We breathe in a cocktail of chemicals in cities, from smog in summer to acidic aerosols in winter.  Health impacts from air pollution range from immediate effects on your blood pressure and ability to breathe, including the triggering of asthma, to longer term effects on your kids’ respiratory system, to cardiovascular disease and lung cancer, and to impacts on the unborn.  Since the impacts are greatest for those living near road ways, we need to reduce traffic in order to improve our families’ health! Speaker:  Miriam Diamond, Research Director of the Centre for Environment, University of Toronto. Named Environmental Scientist of the Year (May 2007) by Canadian Geographic.

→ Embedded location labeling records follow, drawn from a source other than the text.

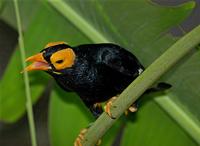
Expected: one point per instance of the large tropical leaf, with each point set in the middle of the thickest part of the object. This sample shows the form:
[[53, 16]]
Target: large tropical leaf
[[142, 27]]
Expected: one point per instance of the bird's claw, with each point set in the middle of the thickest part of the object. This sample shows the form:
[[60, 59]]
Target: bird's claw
[[108, 106], [81, 137], [133, 108]]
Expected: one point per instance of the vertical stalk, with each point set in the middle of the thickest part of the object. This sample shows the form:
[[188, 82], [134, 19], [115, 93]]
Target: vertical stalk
[[26, 79]]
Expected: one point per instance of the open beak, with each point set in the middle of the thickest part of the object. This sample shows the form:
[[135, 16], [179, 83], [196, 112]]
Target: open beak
[[39, 63]]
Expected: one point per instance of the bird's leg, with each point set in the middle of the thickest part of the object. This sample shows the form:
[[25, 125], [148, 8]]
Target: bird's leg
[[132, 108], [108, 106], [81, 137]]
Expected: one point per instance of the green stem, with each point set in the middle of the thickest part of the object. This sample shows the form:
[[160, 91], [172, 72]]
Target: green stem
[[26, 79], [138, 87], [190, 126]]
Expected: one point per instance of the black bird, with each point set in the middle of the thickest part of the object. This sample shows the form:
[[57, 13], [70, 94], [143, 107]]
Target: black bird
[[96, 72]]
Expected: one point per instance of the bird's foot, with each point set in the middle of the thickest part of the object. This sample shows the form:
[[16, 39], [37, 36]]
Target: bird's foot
[[133, 108], [81, 135], [108, 106]]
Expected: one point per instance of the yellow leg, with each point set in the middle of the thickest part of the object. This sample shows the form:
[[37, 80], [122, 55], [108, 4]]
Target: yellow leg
[[108, 106], [81, 137]]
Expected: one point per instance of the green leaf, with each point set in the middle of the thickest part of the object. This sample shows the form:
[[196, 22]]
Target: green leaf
[[140, 25], [147, 129], [68, 115], [26, 7]]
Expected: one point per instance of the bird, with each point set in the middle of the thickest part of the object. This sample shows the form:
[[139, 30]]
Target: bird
[[96, 72]]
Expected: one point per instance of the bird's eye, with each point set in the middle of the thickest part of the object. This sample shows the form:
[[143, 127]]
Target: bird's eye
[[59, 61]]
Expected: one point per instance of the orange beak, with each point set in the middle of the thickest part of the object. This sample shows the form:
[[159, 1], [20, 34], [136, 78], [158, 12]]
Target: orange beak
[[39, 63]]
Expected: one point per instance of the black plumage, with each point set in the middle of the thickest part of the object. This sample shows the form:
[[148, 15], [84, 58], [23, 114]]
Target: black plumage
[[96, 72], [100, 71]]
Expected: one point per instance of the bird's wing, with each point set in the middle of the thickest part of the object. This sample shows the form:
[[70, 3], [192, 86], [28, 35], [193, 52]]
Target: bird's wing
[[120, 60]]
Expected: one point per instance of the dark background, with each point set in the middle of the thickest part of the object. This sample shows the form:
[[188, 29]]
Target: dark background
[[18, 134]]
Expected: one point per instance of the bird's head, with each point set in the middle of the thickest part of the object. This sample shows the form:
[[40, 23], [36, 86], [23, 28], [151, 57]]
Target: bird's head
[[54, 58]]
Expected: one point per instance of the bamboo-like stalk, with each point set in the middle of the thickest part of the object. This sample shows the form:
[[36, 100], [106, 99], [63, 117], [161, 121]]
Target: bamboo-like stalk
[[189, 126], [26, 79], [138, 87]]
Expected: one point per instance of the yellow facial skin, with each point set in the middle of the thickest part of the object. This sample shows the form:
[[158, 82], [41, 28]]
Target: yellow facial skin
[[63, 59]]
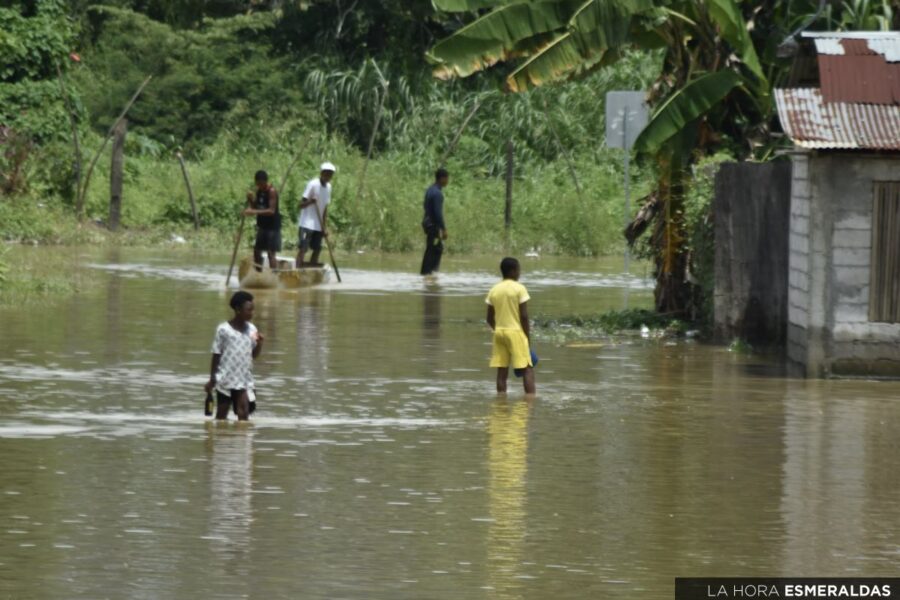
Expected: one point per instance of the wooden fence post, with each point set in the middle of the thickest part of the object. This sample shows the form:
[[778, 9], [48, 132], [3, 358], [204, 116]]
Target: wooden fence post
[[507, 215], [187, 183], [116, 174]]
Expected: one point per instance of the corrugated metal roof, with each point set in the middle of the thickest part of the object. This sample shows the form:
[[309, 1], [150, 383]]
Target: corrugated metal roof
[[813, 123]]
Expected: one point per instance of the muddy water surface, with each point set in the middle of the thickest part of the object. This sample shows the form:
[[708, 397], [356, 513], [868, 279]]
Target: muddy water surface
[[381, 465]]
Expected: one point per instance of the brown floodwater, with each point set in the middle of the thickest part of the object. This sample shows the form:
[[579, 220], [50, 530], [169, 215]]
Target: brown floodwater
[[381, 464]]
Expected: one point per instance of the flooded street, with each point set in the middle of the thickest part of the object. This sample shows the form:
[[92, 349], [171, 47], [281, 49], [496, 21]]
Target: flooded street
[[381, 464]]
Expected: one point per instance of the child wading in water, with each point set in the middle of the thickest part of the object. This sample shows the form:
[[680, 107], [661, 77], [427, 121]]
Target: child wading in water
[[508, 318], [236, 344]]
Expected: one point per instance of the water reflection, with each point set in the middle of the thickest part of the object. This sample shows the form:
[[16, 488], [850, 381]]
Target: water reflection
[[508, 464], [431, 315], [229, 449]]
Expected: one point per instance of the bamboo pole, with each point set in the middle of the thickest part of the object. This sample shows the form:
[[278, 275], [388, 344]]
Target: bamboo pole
[[74, 124], [362, 176], [507, 213], [564, 151], [87, 177], [458, 135], [116, 175], [293, 162], [187, 183]]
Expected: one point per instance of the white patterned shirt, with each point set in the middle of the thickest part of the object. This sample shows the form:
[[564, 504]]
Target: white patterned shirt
[[235, 370]]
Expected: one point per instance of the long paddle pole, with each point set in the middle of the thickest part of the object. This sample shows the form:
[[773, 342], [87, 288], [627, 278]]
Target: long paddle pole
[[237, 244], [327, 241]]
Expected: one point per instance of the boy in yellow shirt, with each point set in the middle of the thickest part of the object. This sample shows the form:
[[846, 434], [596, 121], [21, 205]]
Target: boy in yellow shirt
[[507, 316]]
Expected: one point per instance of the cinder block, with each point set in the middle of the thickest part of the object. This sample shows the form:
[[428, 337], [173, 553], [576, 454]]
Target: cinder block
[[851, 257], [851, 276], [853, 221], [797, 242], [854, 239], [851, 313]]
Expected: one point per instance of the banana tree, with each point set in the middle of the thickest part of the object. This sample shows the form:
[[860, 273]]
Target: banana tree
[[712, 90]]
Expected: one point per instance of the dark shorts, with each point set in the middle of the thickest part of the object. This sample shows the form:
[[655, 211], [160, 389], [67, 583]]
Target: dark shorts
[[231, 400], [310, 239], [268, 240]]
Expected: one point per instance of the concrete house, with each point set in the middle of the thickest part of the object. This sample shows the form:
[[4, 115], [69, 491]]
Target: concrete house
[[843, 292]]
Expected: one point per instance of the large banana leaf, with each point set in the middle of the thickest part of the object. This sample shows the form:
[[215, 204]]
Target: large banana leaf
[[684, 106], [727, 15], [557, 36], [470, 5], [494, 36]]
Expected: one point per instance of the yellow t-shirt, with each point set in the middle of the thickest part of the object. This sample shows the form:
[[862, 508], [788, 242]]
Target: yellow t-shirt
[[506, 297]]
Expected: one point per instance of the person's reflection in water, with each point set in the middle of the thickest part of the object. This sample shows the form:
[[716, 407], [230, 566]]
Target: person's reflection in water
[[313, 345], [230, 454], [508, 456], [431, 319]]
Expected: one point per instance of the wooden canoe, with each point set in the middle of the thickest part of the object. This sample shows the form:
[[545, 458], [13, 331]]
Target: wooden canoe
[[285, 276]]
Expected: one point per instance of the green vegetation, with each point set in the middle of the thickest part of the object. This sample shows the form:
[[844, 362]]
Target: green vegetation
[[714, 92], [30, 278], [239, 85], [634, 321]]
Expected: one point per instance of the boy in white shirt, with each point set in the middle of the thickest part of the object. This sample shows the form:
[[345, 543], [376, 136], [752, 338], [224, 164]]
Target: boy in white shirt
[[314, 215], [236, 343]]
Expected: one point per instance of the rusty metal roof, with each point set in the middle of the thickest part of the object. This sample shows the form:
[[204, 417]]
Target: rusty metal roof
[[861, 66], [811, 122], [885, 43], [858, 105]]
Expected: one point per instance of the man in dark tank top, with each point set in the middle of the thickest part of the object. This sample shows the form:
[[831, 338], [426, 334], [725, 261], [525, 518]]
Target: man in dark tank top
[[264, 204]]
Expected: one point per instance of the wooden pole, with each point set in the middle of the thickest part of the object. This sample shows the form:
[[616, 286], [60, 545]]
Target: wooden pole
[[237, 244], [87, 176], [507, 215], [362, 176], [116, 174], [458, 135], [187, 183], [76, 145]]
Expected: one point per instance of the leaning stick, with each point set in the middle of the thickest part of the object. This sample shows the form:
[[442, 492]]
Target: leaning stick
[[109, 134], [237, 243], [327, 240]]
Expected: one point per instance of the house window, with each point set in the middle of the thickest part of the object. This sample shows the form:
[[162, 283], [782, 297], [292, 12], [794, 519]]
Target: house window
[[884, 288]]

What's Up Down There: Cross-Cultural Attitudes to Vaginal Health
This workshop will report on the partnership project between Black Woman and Child and the Canadian Health Network in exploring cultural and systemic barriers to getting women of African descent to talk openly about vaginal health (November 2007). We will then move forward and bring the topics discussed to the larger circle, encouraging women from all cultures (at the event) to give feedback on the issues raised in the report, share experiences and propose solutions. This workshop will also be a platform to promote the upcoming article written from the report, to be released by Black Woman and Child and the Canadian Health Network in February 2008.
Speaker: Nicole Osbourne James

Women Wading Through the Web
A presentation to help you navigate the often confusing maze of health information on the Web. If you’re among the many women who frequently use the Internet to find health information and support for yourself and your family; or sometimes find it difficult to find, analyze and understand this information this session’s for you! The Women’s Health Matters website team at Women’s College Hospital created Wading Through the Web: A Health Toolkit to assist the women who have asked us for help in navigating the often confusing maze of health information on the Web. Presented by: Speaker: Sheryl Mitchell, Director, womenshealthmatters.ca.